Environment-Based Feature Flags

Configure feature flags that behave differently across environments like development, staging, and production. Essential for safe testing workflows.

Targeting

Detailed Explanation

Environment-Based Feature Flags

Environment-based flags let you enable features in development or staging without affecting production. This is essential for testing new features safely before they reach real users.

Configuration Example

{
  "new-search-algorithm": {
    "name": "New Search Algorithm",
    "description": "Elasticsearch-based search replacing SQL LIKE queries",
    "type": "boolean",
    "enabled": true,
    "defaultValue": false,
    "targeting": [
      {
        "type": "environment",
        "environment": "development"
      },
      {
        "type": "environment",
        "environment": "staging"
      }
    ]
  }
}

Multi-Environment Strategy

A typical environment promotion flow:

Development (always on)
    ↓
Staging (on for QA testing)
    ↓
Production (off, then gradual rollout)

LaunchDarkly Environments

LaunchDarkly natively supports per-environment flag states.
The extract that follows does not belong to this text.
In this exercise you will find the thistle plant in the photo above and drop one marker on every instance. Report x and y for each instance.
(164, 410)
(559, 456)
Each environment has its own targeting rules:

{
  "environments": {
    "development": { "on": true, "fallthrough": { "variation": 0 } },
    "staging": { "on": true, "fallthrough": { "variation": 0 } },
    "production": { "on": false, "offVariation": 1 }
  }
}

Common Patterns

Pattern Description
Dev-first Enable in dev, promote to staging, then production
Production-only Flag exists only to control production behavior
Environment-specific config Different values per environment (e.g., API URLs)
Testing override QA can enable any flag in staging for testing

Best Practices

  • Never hardcode environment names; use your SDK's context/attribute system
  • Consider having a "pre-production" environment for final validation
  • Document which flags are expected to differ across environments
  • Use flag dependencies to ensure prerequisite flags are also enabled

Use Case

A team is rebuilding their search infrastructure from SQL LIKE queries to Elasticsearch. The new search algorithm flag is enabled in development and staging for testing but remains off in production until performance benchmarks pass QA.